In SQLite, a
correlated subquery is a
subquery that references one or more columns from the outer query. This allows the subquery to be executed once for each row of the outer query, resulting in a more precise and context-specific result set.
Correlated subqueries in SQLite are useful when you need to filter or aggregate data from a table based on values from another table or a column within the same table. For example, you might use a correlated subquery to find all customers who have made a purchase in the last 30 days:
SELECT * FROM customers WHERE EXISTS ( SELECT * FROM orders WHERE orders.customer_id = customers.id AND orders.date > DATE('now', '-30 days') );
In this example, the
subquery references the customers.id column from the outer query and the orders.customer_id and orders.date columns from the orders table. For each row in the customers table, the subquery is executed to determine whether there are any orders for that customer within the last 30 days. If there are, the customer is included in the result set.
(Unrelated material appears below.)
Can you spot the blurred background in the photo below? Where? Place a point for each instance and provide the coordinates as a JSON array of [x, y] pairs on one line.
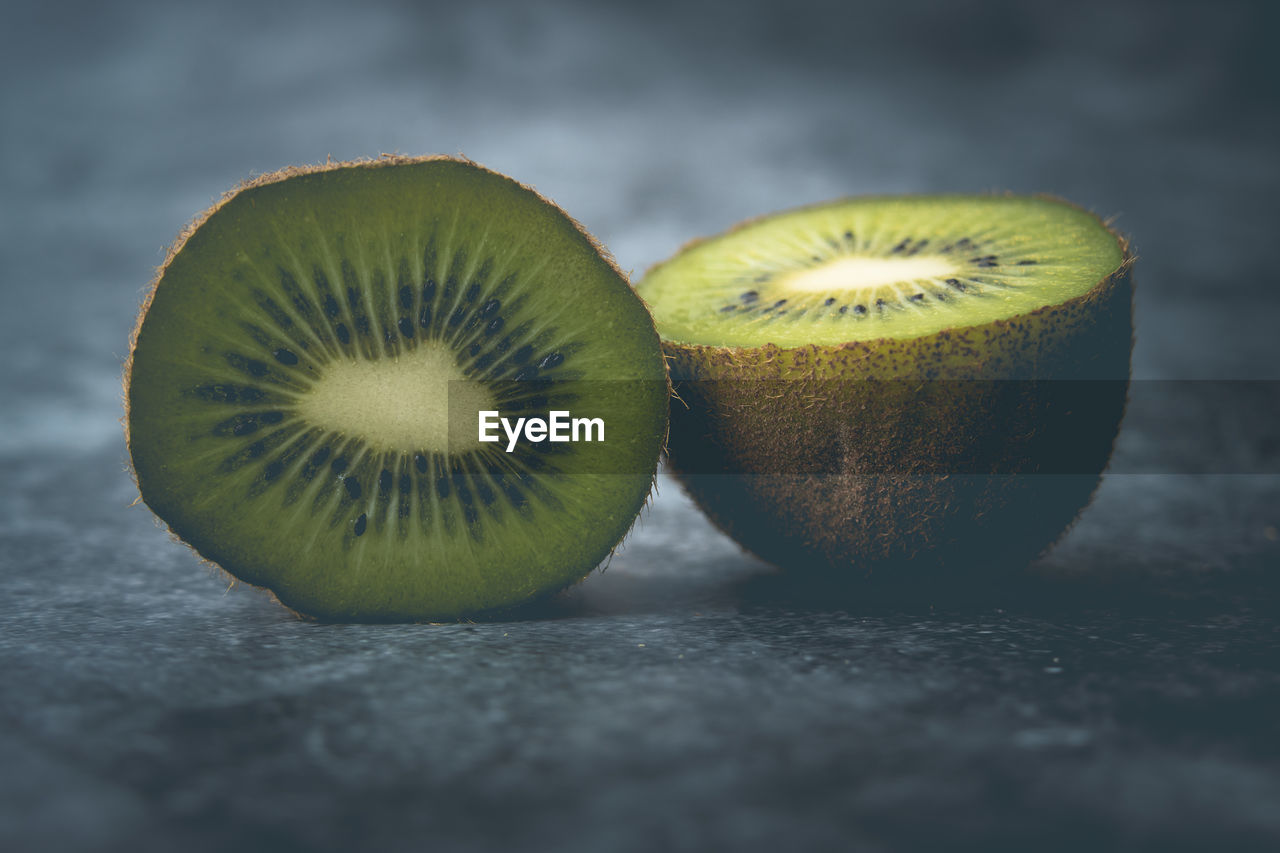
[[1124, 698]]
Correlated subqueries can also be used to perform aggregate calculations based on values from another table or column. For example, you might use a correlated subquery to find the average order amount for each customer:
SELECT id, name, ( SELECT AVG(amount) FROM orders WHERE orders.customer_id = customers.id ) AS avg_order_amount FROM customers;
In this example, the subquery calculates the average order amount for each customer by referencing the customers.id column from the outer query and the orders.customer_id and orders.amount columns from the orders table. The result is returned as a new column called avg_order_amount.
Correlated subqueries in SQLite can be a powerful tool for filtering and aggregating data based on values from other tables or columns. However, they can also be slow and resource-intensive, especially when working with large data sets. It’s important to optimize your queries and use appropriate indexes to improve performance.